Gastric gland mucin-specific O-glycan expression decreases with tumor progression from precursor lesions to pancreatic cancer.

Pancreatic cancer is lethal, as it is often detected late. Thus, novel biomarkers of precursor lesions are needed to devise timely therapies. Pancreatic intraepithelial neoplasia (PanIN) and intraductal papillary mucinous neoplasm (IPMN) are major precursors of pancreatic cancer. In normal gastric mucosa, gastric gland mucin-specific O-glycans are unique in having α1,4-linked N-acetylglucosamine (αGlcNAc) residues attached to MUC6. Recently we reported that αGlcNAc functions as a tumor suppressor for differentiated-type gastric adenocarcinoma (Karasawa et al., J Clin Invest 122, 923, 2012). MUC6 is also expressed in pancreatic neoplasms, including PanIN and IPMN, but the role of αGlcNAc expression in pancreatic neoplasms remains unknown. Here, we analyze expression patterns of αGlcNAc, MUC6 and MUC5AC in pancreatic neoplasms and compare them with progression from PanIN to invasive ductal adenocarcinoma (IDAC) (the PanIN-IDAC sequence; 20 cases) and from IPMN to IPMN with associated invasive carcinoma (IPMNAIC) (the IPMN-IPMNAIC sequence; 20 cases). At both sequences, the frequency of MUC6-positive and αGlcNAc-positive lesions decreased with tumor progression. We then compared expression levels of αGlcNAc and MUC6 at each step of the progression. At the PanIN-IDAC sequence, αGlcNAc expression significantly decreased relative to MUC6 in low-grade PanIN (P = 0.021), high-grade PanIN/intraductal spread of IDAC (P = 0.031) and IDAC (P = 0.013). At the IPMN-IPMNAIC sequence, decreased αGlcNAc expression was also observed in low-grade IPMN exhibiting gastric-type morphology (P = 0.020). These results suggest that decreased expression of αGlcNAc relative to MUC6 occurs early and marks the initiation of tumor progression to pancreatic cancer.

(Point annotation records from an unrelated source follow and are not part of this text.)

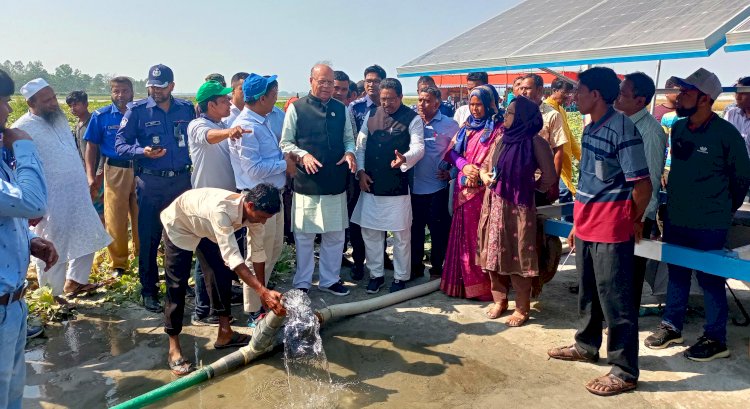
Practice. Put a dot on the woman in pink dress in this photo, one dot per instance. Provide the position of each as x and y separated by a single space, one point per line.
462 277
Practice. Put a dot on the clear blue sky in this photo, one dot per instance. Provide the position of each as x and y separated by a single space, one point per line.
285 38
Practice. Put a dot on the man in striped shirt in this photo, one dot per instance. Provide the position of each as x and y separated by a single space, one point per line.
613 191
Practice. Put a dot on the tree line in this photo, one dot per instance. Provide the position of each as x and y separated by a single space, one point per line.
63 79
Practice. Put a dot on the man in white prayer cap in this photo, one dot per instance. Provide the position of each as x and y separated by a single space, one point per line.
71 221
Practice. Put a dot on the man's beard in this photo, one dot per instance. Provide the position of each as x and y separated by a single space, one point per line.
683 112
53 116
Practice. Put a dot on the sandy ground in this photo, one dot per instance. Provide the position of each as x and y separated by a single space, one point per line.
431 352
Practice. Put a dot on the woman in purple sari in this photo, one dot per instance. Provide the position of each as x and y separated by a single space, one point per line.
461 276
507 226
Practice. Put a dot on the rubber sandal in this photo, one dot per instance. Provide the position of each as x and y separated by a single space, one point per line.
496 310
181 367
610 385
237 340
571 353
517 319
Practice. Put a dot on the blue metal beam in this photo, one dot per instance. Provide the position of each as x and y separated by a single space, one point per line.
720 263
602 60
733 48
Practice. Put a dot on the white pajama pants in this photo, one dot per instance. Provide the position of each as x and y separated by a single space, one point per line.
401 253
78 270
271 239
331 247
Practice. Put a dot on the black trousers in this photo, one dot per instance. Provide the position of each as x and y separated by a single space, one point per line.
177 263
218 276
430 210
155 193
606 293
639 268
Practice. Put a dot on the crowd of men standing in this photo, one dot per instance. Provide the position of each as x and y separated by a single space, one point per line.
213 180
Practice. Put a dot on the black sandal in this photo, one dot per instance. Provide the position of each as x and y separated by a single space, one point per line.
237 340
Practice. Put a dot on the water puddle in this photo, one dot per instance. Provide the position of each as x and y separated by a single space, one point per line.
308 378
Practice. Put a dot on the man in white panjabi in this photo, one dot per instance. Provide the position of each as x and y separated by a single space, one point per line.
71 221
390 142
317 130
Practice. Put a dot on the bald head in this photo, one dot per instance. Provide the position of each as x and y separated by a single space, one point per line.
321 82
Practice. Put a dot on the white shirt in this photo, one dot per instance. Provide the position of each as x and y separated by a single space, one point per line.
211 164
388 213
210 213
71 222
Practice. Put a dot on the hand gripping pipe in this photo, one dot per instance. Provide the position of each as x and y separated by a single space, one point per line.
264 340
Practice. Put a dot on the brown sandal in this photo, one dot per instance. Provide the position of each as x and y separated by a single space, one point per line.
517 319
609 385
496 310
571 353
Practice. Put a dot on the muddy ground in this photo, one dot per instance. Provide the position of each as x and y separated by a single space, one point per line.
431 352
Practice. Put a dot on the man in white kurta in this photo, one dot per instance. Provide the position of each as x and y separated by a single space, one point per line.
390 142
71 221
318 131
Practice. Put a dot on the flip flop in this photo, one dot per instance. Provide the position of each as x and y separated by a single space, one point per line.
181 367
610 385
496 310
517 319
237 340
83 290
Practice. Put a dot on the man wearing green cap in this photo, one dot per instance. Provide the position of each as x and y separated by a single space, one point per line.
207 139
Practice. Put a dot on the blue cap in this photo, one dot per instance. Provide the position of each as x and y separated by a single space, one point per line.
159 76
255 86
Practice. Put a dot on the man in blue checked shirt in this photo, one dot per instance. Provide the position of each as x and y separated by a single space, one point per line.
23 196
154 131
255 160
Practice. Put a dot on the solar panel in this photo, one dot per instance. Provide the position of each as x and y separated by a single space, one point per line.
539 33
738 39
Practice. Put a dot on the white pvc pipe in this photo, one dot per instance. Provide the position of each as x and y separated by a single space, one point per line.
376 303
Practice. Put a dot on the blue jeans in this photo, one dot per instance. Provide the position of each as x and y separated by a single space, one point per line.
678 289
565 197
202 304
12 363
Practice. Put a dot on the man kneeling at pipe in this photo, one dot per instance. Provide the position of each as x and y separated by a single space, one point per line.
204 220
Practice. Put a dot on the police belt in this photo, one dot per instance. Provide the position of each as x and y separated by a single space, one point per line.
165 173
119 163
16 295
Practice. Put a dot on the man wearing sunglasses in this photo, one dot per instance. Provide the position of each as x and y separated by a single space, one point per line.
708 180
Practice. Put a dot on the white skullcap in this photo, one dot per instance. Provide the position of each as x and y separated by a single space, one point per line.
32 87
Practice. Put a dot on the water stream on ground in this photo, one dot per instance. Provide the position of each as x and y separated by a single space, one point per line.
305 360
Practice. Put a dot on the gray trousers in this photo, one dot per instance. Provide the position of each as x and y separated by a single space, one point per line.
605 273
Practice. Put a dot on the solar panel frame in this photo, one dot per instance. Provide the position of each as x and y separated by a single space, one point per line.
738 38
583 32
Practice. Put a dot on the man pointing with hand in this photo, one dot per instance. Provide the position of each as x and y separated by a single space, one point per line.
390 142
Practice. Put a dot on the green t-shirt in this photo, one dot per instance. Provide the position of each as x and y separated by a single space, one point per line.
710 170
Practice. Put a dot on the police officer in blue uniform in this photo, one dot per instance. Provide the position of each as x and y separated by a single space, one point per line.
154 133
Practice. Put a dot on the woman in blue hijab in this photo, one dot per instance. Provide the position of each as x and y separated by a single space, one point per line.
462 277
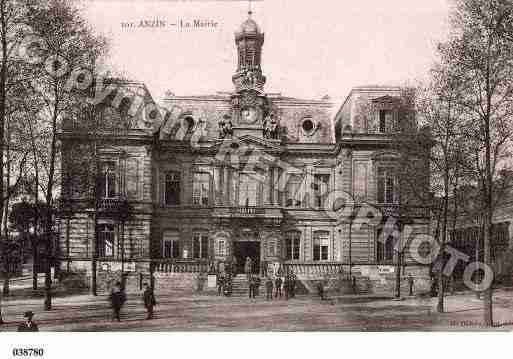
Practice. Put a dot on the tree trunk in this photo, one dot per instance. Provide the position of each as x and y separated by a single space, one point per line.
35 258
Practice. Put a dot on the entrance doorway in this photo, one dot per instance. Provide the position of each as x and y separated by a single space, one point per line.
242 250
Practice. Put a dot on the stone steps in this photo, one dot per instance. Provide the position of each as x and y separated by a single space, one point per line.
240 286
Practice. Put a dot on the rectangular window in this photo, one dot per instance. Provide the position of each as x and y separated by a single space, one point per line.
200 245
292 245
172 188
321 246
387 186
321 188
294 191
248 190
272 248
360 180
201 189
171 246
221 248
385 121
106 238
107 180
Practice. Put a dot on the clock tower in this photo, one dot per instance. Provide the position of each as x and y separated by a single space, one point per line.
250 106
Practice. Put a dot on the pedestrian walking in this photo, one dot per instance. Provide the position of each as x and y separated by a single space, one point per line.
277 284
410 284
269 288
29 325
149 300
220 281
248 267
286 287
117 299
320 290
292 285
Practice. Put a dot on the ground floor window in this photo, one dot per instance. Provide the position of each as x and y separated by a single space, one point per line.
321 246
199 245
292 245
384 247
106 239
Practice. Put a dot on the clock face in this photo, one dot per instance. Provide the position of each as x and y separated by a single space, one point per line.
249 115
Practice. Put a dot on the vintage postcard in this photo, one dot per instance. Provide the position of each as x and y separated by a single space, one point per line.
254 166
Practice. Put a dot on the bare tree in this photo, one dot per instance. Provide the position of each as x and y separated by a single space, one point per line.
69 47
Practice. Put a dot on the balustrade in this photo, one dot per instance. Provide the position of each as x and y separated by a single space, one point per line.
180 266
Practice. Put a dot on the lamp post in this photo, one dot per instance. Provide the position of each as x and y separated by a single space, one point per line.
66 210
352 217
123 215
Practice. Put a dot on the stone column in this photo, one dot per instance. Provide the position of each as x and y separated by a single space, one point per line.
274 185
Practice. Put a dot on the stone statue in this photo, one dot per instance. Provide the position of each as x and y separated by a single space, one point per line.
225 127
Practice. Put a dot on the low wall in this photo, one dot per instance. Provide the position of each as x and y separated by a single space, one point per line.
369 279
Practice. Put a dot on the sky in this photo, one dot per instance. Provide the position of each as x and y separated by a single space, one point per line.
311 49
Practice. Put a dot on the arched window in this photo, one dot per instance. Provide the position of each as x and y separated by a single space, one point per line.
171 244
172 188
292 245
106 239
200 245
387 189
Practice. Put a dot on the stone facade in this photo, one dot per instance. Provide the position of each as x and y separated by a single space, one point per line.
206 181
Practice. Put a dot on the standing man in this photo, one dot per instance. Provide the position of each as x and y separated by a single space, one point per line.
149 300
248 267
28 325
220 281
269 288
251 284
277 283
410 284
320 290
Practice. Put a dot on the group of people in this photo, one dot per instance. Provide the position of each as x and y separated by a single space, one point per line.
118 298
270 127
285 287
225 127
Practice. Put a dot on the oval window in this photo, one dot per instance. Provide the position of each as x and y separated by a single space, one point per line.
308 126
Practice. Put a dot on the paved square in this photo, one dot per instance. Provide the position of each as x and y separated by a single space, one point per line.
191 312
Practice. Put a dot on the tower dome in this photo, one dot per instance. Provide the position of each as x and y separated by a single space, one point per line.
249 40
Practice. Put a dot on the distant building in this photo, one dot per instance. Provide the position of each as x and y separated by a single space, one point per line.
466 233
216 179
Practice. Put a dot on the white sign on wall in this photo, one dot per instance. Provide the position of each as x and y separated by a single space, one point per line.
386 269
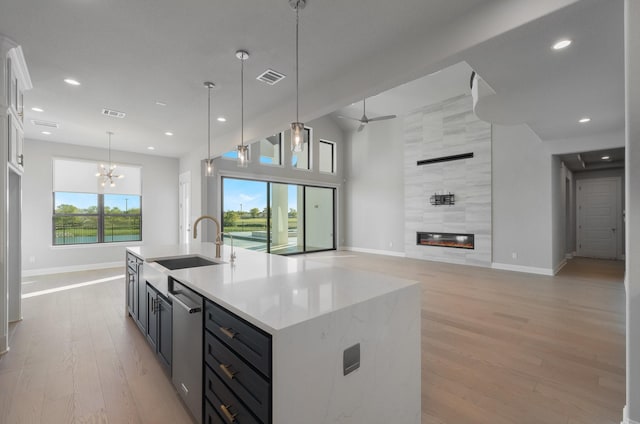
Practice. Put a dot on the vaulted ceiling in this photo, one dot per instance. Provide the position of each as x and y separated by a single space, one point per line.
130 55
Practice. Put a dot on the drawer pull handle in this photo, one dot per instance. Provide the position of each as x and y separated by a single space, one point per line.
228 332
225 369
225 410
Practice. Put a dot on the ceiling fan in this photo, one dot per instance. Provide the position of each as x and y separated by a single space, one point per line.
365 120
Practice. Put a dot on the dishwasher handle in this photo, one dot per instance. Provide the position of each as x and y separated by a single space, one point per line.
189 309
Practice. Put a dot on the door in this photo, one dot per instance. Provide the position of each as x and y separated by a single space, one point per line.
599 202
185 207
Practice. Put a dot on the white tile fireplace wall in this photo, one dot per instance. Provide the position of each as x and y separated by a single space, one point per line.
446 129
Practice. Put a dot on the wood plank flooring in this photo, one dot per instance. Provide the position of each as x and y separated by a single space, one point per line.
497 347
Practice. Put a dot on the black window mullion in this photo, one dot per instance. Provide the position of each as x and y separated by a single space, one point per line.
100 218
269 216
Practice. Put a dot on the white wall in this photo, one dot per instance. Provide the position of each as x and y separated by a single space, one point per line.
521 199
632 167
159 207
374 173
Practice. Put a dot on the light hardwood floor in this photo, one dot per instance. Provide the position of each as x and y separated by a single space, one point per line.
497 347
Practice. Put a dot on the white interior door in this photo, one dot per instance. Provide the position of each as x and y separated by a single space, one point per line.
599 217
185 207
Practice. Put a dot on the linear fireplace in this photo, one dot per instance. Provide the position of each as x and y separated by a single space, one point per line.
458 241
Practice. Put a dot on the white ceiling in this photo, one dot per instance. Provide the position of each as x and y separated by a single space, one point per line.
548 90
551 90
128 55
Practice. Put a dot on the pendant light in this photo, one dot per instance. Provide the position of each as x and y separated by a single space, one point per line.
297 128
209 162
107 174
243 151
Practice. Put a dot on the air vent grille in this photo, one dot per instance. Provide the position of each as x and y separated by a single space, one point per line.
113 113
271 77
47 124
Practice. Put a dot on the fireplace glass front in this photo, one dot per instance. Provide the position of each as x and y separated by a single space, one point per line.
459 241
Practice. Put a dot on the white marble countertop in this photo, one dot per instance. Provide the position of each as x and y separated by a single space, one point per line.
270 291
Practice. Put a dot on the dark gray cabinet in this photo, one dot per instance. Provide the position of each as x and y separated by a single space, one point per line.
136 296
237 358
158 330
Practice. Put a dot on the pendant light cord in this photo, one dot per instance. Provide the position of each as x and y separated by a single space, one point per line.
297 72
209 129
242 59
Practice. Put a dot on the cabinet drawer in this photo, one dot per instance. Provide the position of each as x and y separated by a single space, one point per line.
246 383
224 402
245 339
210 414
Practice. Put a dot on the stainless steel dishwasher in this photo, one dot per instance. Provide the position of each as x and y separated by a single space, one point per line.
187 346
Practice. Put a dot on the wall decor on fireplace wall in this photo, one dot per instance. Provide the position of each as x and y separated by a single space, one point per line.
445 159
442 199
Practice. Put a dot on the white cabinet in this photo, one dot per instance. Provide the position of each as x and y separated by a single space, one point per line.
16 82
15 142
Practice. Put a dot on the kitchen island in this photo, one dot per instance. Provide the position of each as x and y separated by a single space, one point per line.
323 344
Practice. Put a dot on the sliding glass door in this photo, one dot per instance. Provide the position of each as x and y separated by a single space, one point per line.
244 213
319 216
299 218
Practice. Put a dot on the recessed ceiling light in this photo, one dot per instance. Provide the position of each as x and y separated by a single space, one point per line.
562 44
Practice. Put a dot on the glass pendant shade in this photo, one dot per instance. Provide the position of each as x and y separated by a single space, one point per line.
297 128
243 156
297 136
208 170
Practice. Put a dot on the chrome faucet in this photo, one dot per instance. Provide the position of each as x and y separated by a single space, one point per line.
232 257
218 240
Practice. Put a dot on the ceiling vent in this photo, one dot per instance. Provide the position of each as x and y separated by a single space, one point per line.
271 77
47 124
113 113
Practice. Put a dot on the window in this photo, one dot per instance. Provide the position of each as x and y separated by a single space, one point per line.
327 156
278 218
302 160
271 150
85 213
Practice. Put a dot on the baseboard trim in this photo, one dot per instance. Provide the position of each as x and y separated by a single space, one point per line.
625 417
559 266
374 251
71 268
521 268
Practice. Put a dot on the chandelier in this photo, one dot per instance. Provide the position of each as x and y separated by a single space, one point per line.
108 174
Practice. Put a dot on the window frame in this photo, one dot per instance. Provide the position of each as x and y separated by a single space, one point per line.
333 156
100 218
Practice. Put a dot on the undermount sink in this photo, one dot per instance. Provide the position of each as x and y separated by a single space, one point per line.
185 262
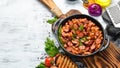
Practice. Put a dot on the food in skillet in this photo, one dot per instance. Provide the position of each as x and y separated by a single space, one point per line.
54 58
80 36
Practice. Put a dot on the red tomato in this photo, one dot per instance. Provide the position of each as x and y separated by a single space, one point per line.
49 61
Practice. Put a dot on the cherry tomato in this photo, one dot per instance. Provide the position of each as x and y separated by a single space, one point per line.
49 61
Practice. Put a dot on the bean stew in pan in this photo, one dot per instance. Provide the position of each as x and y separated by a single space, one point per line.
80 36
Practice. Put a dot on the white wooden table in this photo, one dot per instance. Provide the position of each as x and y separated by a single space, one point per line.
23 30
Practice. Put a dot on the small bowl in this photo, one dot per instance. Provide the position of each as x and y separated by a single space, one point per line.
61 22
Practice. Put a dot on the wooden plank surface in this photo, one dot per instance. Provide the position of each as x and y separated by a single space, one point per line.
109 58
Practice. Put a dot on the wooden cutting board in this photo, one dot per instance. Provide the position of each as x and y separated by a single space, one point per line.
109 58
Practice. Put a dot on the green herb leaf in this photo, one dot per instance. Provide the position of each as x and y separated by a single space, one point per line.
81 27
50 48
80 42
41 65
51 21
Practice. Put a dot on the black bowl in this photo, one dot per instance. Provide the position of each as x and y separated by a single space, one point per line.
61 22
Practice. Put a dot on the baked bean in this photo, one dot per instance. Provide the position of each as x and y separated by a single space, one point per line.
81 36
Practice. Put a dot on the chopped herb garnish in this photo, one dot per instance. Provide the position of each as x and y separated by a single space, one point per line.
51 21
41 65
81 27
50 48
80 42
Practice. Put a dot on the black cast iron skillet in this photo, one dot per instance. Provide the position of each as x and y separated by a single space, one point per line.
61 22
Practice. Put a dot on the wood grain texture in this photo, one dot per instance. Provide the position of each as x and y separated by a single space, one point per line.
109 58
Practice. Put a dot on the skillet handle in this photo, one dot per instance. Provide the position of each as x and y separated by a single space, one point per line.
107 44
55 27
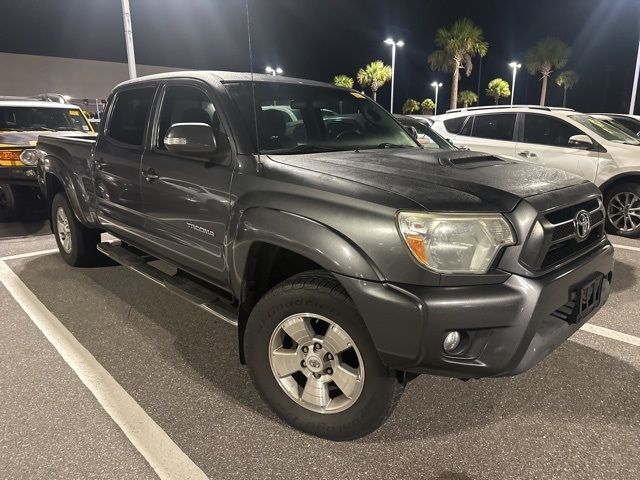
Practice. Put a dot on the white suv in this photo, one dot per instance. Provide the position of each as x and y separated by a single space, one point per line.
559 138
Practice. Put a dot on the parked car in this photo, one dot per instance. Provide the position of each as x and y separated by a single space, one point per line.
421 130
350 259
559 138
21 121
627 123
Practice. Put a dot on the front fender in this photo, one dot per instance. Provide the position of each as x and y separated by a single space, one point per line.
315 241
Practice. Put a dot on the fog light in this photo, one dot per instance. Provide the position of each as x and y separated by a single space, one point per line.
451 341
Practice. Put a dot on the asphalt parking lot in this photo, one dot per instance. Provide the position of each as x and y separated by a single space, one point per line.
172 394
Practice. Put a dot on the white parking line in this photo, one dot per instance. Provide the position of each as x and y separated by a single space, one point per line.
625 247
614 334
29 254
164 456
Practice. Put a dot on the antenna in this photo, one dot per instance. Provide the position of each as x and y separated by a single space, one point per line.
253 89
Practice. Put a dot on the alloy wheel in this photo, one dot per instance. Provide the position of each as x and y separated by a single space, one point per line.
624 211
316 363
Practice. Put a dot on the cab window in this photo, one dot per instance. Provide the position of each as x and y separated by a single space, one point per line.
495 126
546 130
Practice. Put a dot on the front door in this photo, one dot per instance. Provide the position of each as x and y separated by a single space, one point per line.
186 199
545 141
117 161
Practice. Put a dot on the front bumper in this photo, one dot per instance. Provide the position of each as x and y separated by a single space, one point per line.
508 327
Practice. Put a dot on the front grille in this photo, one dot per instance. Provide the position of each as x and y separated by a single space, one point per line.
554 238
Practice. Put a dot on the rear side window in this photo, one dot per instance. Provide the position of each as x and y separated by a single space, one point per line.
454 125
546 130
130 113
496 127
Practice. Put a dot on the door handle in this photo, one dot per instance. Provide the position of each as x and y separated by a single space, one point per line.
150 175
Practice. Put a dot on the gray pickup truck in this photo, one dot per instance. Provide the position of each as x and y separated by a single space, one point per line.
349 257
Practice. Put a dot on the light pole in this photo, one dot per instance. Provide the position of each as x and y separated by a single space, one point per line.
273 71
394 44
128 37
515 66
437 86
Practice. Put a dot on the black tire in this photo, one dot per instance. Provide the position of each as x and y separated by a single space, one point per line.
319 293
82 251
12 200
615 223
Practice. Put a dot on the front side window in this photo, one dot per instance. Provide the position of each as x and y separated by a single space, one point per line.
187 104
496 126
20 119
294 118
547 130
130 113
605 130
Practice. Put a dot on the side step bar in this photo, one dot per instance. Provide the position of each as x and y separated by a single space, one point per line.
181 284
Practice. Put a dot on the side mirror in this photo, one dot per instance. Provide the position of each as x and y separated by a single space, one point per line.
195 139
412 131
581 141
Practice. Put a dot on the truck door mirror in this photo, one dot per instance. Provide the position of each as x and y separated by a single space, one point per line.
195 139
582 142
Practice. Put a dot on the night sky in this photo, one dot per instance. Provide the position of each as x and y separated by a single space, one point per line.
317 39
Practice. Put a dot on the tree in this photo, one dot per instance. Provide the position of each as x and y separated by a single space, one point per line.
467 97
545 56
374 76
410 106
344 81
498 88
427 106
567 80
456 46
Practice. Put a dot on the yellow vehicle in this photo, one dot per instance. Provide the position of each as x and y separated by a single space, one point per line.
21 122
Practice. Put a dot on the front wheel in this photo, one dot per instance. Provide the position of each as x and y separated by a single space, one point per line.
623 210
312 360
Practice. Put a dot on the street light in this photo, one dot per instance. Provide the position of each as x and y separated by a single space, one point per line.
437 86
273 71
394 44
515 66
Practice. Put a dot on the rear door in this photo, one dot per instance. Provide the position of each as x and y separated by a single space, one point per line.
545 141
117 160
186 199
489 132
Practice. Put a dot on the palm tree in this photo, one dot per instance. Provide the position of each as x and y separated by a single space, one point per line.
427 106
567 80
545 56
456 46
410 106
467 97
344 81
374 76
498 88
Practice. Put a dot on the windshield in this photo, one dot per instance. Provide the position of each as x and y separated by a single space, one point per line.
606 130
22 119
426 136
295 118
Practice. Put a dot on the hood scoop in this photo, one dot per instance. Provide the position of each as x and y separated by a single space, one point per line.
474 161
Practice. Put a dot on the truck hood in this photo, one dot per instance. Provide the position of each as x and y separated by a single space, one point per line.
442 180
9 138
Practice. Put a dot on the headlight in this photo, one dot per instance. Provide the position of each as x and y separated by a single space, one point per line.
455 242
30 156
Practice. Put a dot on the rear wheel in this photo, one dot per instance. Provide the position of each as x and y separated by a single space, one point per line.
12 200
76 243
623 210
312 360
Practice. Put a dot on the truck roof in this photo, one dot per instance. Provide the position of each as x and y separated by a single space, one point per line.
37 104
222 76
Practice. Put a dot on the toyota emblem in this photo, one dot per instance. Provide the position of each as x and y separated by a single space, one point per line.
582 224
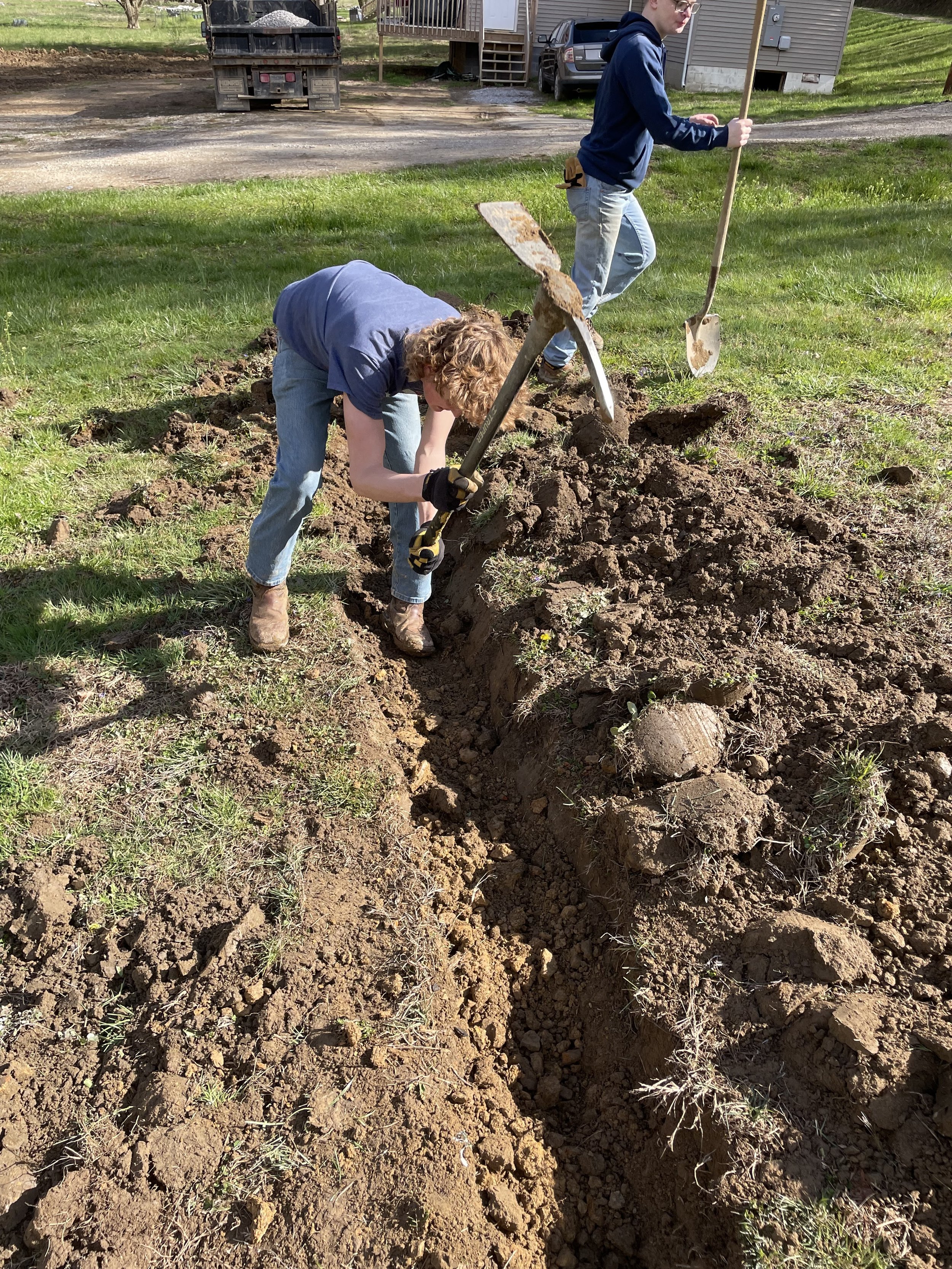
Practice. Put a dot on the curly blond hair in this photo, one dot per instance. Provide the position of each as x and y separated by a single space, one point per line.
469 358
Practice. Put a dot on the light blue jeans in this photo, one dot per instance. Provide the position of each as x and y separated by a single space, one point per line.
303 400
613 244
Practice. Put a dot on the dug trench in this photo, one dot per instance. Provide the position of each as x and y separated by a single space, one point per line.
642 953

Pancreatic cancer is highly lethal due to difficulty of early diagnosis: most cases of pancreatic cancer are diagnosed at advanced stage, greatly decreasing the chance for a cure. Thus, novel biomarkers of precursor lesions of pancreatic cancer are required. An international consensus meeting held at the Johns Hopkins Hospital, Baltimore, MD, USA in 2003 assessed and reported the current definition and classification of three major precursor lesions to invasive ductal adenocarcinoma (IDAC) of the pancreas; they include pancreatic intraepithelial neoplasia (PanIN), intraductal papillary mucinous neoplasms (IPMN) and mucinous cystic neoplasm (MCN).1 In 2014, a new international consensus meeting held at the Johns Hopkins Hospital revised the earlier guidelines.2 Specifically, the revised guideline recommends a two‐tiered system (i.e. low‐grade versus high‐grade), instead of a three‐tiered system used for former classification of the precursor lesions including PanIN, IPMN and MCN.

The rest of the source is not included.